By CHRIS DANIELS
Fletcher Challenge Forests directors are trying to rally support for their deal to buy the massive Central North Island Forest, sending out a letter to shareholders yesterday seeking their backing.
Company chairman Sir Dryden Spring is using the letter to strongly defend the $1.3 billion deal, which would mean Citic, the investment arm of the Chinese Government, becoming a 35 per cent shareholder in Fletcher.
The Shareholders Association opposes the deal. Chairman Bruce Sheppard says the interests of small shareholders are not being protected.
In his letter to shareholders, Sir Dryden warned of the risks of rejecting the deal, and the benefits they will enjoy if the plan is endorsed at next month's special meeting.
Sheppard is expected to outline to an annual meeting of the Shareholders' Association today the results of his talks with Sir Dryden about the role of Citic-appointed directors on the Fletcher board.
Sir Dryden has already told the association that the Chinese would not take over the company.
"All our discussions with Citic have been strictly on the basis that FCF will remain an independent company, committed to generating wealth for all its shareholders equally," he said in a letter last week.
Sir Dryden stressed this point again in yesterday's letter, saying there were no arrangements about log supply to Citic or China, and Citic's involvement in the company would be strictly that of a financial investor represented at board level.
"Suggestions that Citic will control the company are totally incorrect," he said.
Citic was strongly in favour of more New Zealand-based log processing to add value, rather than the export of logs.
Shareholders will get what Fletcher describes as "comprehensive documentation" outlining the deal in the middle of this month. This will include an independent report into the deal written by Grant Samuel and Associates.
The information officials expect to find in this mailout was the subject of some disquiet within Fletcher management last week.
The Market Surveillance Panel of the Stock Exchange announced the range of disclosures it expected Fletcher to make before asking for approval of the CNIF deal.
It wants Fletcher to tell shareholders about the history of Hong Kong company Seawi, which Citic is using to buy into Fletcher. Correspondence between the Fletcher board and former director Stephen Hurley, who resigned, saying the deal was bad for small shareholders, must also be published, says the panel.

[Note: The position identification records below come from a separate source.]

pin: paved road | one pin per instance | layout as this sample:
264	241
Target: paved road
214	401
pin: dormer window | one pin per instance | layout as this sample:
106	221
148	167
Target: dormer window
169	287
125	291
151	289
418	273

Fletcher chief executive Terry McFadgen last week met his NZSE counterpart Mark Weldon.
McFadgen said he had had a "friendly and constructive" discussion, but would not say whether he raised concerns about the behaviour of the Surveillance Panel.
It is believed Fletcher management were unhappy at the way the panel made its announcement, first alerting the market to the fact it was coming, then suspending trading in Fletcher shares while the announcement was made.
By saying it was not going to grant any waivers in relation to listing rules, the panel, Fletcher felt, was implying that such waivers were going to be asked for.
DF Mainland analyst Bruce McKay said he did not think Fletcher had much of a case against the panel's actions.
"They've come out and said, 'this is what we want'. I guess you could argue the panel are also people who read newspapers and there has been some concern and comment raised about the proposed transaction."
McKay said he suspected the panel would have wanted to "get ahead" of the deal, so if things turned bad later, it could show it was doing its job properly.